Conversational Flows in Agentic AI: Lessons from Running This at Scale

Originally published on www.linkedin.com

This post was originally published on LinkedIn: Conversational Flows in Agentic AI: Lessons from Running This at Scale.

CrewAI recently announced the experimental feature Conversational Flows as a way to balance determinism with AI-driven reasoning in agentic systems (announcement). It’s a design problem worth taking seriously, and I want to share what we’ve learned building and running exactly this kind of system in production with enterprise customers across banking, telco, and other regulated industries.

The actual problem

A conversational AI agent needs to handle open-ended input: a customer message that could mean a dozen different things, requiring context from multiple systems, potentially triggering compliance-sensitive actions. You can’t pre-enumerate every branch. But you also can’t hand full autonomy to an LLM for a process that touches things like a loan approval or an insurance issuing.

The instinct to introduce flow control into agent architectures is right. The question is what that structure should look like for a production-grade agent — thinking of agents running millions of cases in regulated environments.

How BPMN fits into this

BPMN (Business Process Model and Notation) is an ISO-standard for process models — executable, auditable, readable by both engineers and business stakeholders. If you associate it with heavyweight enterprise BPM suites from the 2000s, that’s a fair reaction to the tooling of that era, not to the notation itself. The tooling has caught up.

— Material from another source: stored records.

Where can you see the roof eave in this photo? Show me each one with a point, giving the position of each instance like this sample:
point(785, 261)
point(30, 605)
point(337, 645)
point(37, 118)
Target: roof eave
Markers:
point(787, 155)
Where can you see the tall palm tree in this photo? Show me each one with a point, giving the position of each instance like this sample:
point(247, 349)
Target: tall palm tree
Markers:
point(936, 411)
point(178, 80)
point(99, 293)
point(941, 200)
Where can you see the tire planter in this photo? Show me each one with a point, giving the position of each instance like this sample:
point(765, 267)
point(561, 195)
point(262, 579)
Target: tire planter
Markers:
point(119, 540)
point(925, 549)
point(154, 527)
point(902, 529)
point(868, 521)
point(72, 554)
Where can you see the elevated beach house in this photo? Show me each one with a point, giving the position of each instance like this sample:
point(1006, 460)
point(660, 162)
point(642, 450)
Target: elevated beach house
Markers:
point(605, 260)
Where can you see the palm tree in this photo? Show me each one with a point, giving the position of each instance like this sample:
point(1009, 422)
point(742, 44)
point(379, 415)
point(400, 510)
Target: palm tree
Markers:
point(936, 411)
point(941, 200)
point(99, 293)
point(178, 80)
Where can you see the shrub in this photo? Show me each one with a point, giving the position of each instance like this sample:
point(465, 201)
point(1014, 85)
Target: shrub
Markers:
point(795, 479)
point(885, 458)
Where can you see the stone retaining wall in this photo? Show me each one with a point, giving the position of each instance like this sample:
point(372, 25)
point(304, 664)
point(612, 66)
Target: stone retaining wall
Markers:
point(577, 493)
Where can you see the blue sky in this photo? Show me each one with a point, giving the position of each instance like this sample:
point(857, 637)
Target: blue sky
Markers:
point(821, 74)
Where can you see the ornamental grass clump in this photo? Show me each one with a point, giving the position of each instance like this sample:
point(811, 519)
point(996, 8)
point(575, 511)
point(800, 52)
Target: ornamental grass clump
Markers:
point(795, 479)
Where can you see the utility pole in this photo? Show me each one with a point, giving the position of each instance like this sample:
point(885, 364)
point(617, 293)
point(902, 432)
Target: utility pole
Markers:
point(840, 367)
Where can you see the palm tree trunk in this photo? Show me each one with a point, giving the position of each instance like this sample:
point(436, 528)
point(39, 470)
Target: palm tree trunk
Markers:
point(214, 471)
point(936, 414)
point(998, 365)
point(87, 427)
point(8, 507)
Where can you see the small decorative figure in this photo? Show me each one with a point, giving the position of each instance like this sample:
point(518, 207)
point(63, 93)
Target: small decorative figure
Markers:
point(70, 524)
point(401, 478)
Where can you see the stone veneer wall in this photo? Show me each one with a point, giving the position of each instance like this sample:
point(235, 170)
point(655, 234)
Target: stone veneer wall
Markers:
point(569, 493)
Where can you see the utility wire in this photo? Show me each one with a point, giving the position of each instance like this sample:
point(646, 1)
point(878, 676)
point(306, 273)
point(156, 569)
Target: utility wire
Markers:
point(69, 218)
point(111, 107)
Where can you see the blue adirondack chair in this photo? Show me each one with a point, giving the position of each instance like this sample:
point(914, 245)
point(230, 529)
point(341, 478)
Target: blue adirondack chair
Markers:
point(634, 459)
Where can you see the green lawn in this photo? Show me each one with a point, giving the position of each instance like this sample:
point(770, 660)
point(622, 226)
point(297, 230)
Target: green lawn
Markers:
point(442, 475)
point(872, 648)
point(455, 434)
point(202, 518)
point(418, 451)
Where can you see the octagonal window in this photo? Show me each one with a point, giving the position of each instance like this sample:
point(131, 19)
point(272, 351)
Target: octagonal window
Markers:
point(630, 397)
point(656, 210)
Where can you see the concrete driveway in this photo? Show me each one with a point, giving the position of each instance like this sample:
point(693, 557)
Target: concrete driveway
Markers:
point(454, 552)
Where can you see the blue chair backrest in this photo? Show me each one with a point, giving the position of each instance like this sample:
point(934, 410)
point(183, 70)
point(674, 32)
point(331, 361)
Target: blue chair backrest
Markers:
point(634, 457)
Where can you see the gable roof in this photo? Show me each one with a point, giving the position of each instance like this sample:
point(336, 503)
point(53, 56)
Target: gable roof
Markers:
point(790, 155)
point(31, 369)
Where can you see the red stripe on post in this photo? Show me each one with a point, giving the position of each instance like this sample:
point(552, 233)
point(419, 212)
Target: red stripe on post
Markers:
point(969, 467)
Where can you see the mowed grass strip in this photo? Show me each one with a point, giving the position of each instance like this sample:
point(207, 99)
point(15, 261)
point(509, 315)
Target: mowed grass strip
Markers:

Camunda has been running BPMN-based process execution since 2013. That history matters here: we didn’t build a new agent runtime and retrofit process concepts onto it. The agent layer sits on top of infrastructure that has been handling millions of concurrent instances in the world’s most critical core business processes — including durable state and failure recovery in production for over a decade.

Agentic orchestration: adding conversational agents to BPMN

The way we model conversational agents in Camunda is through a BPMN construct called the ad-hoc subprocess. This is the boundary between deterministic process logic and AI reasoning.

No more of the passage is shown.